Although multiple methods have been developed for measurement of cerebral blood flow1—including magnetic resonance imaging (MRI), arterial spin labeling MRI,2 PET,3 Fick's law-based optical systems,4 laser Doppler,5 diffuse correlation spectroscopy,6 and Doppler ultrasound7—none of these methods is suitable for noninvasive, continuous bedside monitoring of local cerebral blood flow.
Near-infrared spectroscopy (NIRS) offers a promising alternative for continuous bedside monitoring.8 It is inexpensive, noninvasive, and applicable in almost any environment, and can easily be combined with other bedside monitoring methods. MRI is expensive, not always available, and requires the patient to remain still during measurements, which is quite difficult with awake neonates.7 PET is expensive, not always available, has poor temporal resolution, and exposes the patient to radiation.7 Laser Doppler flow meter has limited penetration depth.7 Diffuse correlation spectroscopy has shown promising results, but it is still unclear whether it is practical enough to be used for continuous monitoring in humans. Fick's law-based systems are not entirely noninvasive, since they require the injection of a chromophore, and therefore cannot be used for continuous monitoring.
Near-infrared photons can achieve sufficient penetration depth for noninvasive probing of cerebral cortex hemodynamics in humans. Noninvasive optical measurements of brain oxygenation and functional activity can be successfully performed in both adults and neonates. A few studies have demonstrated blood flow measurements with NIRS, utilizing physiological perturbations caused by changes in either the breathing gasses or body position.9,10 However, the fact that the method requires these perturbations to work makes it inappropriate for bedside monitoring. We suggest a NIRS method to noninvasively measure relative changes in the pulsatile component of cerebral blood flow (pCBF) and cerebral blood volume (pCBV) from the shape of the heartbeat oscillations.
Diffuse optical signals obtained in vivo on the human body very often contain systemic oscillations that can be used to extract important information about the physiology. Arterial pulsation is caused by the heartbeat pressure pulse, which propagates through the arterial network and locally causes expansion of the elastic arterial walls. The pressure pulse is strongly dampened when it reaches the capillary bed, and therefore is practically absent from the veins. This local expansion of the arteries causes an increase in light absorption and consequently a decrease in the light intensity measured with NIRS systems. These oscillations are often considered to be noise clutter, and can be eliminated with temporal and spatial filters. At the same time, these oscillations can be used to extract important information about the physiology.

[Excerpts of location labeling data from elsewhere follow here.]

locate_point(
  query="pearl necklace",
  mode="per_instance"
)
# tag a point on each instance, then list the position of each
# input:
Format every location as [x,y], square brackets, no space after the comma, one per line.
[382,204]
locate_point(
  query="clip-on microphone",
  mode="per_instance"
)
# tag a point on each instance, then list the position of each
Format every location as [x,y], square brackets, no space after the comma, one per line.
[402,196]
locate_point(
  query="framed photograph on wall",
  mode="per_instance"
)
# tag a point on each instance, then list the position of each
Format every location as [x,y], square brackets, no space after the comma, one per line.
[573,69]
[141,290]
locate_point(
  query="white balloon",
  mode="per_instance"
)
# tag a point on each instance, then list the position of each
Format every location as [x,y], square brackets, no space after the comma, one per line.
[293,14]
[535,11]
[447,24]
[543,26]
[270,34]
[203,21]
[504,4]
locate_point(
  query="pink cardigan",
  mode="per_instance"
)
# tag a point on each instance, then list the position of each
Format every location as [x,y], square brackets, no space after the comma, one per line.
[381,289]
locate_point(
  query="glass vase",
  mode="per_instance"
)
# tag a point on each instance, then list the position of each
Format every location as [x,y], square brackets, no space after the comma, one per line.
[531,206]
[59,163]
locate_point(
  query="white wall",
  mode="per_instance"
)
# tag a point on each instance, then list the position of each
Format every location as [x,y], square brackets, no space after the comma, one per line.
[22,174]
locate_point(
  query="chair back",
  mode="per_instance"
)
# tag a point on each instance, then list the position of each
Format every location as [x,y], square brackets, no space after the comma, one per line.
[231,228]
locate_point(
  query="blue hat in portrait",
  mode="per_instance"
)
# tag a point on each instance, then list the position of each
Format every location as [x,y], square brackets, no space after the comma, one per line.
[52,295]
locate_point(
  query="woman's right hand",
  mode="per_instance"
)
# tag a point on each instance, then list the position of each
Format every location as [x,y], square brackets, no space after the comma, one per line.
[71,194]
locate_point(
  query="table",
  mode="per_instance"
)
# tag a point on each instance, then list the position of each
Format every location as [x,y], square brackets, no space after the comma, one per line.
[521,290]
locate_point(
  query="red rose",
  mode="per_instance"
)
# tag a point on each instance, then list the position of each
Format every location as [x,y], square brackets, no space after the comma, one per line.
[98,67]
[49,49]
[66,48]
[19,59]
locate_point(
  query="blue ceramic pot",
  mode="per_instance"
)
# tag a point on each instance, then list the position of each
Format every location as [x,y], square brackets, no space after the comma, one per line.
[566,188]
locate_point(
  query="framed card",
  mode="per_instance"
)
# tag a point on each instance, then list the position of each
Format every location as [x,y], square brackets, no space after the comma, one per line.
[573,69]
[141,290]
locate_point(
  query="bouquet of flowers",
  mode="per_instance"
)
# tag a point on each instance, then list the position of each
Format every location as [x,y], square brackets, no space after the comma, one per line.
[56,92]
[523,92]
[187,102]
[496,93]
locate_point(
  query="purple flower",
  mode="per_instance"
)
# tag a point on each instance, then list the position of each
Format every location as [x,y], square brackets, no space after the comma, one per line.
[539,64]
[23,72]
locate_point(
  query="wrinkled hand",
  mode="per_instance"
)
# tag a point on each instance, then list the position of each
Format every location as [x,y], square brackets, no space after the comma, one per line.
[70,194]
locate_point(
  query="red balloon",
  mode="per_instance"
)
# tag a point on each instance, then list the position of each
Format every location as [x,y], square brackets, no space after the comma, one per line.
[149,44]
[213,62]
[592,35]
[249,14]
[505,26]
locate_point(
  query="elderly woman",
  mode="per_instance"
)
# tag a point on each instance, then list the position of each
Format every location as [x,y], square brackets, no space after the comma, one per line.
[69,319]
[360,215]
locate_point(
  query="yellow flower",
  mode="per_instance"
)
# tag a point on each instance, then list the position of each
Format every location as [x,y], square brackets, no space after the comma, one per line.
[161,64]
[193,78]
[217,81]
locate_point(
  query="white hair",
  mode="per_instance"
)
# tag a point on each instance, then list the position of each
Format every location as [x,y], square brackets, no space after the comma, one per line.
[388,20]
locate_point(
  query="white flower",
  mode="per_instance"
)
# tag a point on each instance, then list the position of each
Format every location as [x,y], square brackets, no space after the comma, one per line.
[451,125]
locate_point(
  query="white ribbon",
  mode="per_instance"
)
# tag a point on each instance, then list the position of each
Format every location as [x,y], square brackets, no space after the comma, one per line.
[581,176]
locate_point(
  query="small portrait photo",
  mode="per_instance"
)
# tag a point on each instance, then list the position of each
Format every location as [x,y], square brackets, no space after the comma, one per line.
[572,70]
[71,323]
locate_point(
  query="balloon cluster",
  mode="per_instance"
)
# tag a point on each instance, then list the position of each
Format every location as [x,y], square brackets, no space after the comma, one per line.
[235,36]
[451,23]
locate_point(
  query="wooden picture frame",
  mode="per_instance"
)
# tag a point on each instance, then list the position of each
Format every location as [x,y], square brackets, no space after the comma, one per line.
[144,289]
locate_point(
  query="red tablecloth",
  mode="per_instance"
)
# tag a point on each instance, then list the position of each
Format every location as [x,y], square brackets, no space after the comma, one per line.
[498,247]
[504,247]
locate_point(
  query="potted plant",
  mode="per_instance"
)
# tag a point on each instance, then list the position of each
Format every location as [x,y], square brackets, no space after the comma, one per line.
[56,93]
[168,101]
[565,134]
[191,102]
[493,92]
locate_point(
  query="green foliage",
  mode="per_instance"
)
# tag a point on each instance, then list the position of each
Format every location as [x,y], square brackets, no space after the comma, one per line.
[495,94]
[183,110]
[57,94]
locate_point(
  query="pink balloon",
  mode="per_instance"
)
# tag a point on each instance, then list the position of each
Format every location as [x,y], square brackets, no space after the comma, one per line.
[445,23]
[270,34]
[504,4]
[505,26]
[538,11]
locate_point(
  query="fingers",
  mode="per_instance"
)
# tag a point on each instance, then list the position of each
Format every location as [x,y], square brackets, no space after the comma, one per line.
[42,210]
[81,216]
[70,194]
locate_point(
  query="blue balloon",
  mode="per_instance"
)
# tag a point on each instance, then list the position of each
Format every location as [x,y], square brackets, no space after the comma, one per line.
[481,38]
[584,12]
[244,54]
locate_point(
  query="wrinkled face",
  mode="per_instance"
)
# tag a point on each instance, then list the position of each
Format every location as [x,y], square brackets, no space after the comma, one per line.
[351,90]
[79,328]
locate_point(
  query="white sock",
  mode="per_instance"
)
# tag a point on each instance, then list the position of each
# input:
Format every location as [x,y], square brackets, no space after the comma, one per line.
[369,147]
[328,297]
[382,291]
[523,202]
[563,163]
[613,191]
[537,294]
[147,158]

For example, the pulse oximeter utilizes the arterial oscillations to extract arterial oxygen saturation, SaO2.11 The pulse oximeter is widely used in clinical practice and is considered the standard method for noninvasive monitoring of arterial oxygenation. Operation of the pulse oximeter is based on the fact that the detected oscillations are caused by oscillations of the arterial volume, and therefore the variations in the measured spectrum characterize arterial blood only. Consequently, by analyzing only the oscillating component of the measured spectrum, and discarding the temporally constant component, the arterial oxygenation can be calculated. In general, the pulse oximeter does not exploit all of the information from the heartbeat oscillations, since it effectively uses only the fact that these physiological variations exist and not the information contained within their shape and amplitude. Recent studies have proposed that the shape of the peripheral pulse wave measured by the pulse oximeter can be used to derive dynamic circulatory parameters such as local perfusion and blood volume.12-14 Using the pulse oximeter in the conventional manner limits these measurements of flow to the skin and the periphery (toe, finger, earlobes).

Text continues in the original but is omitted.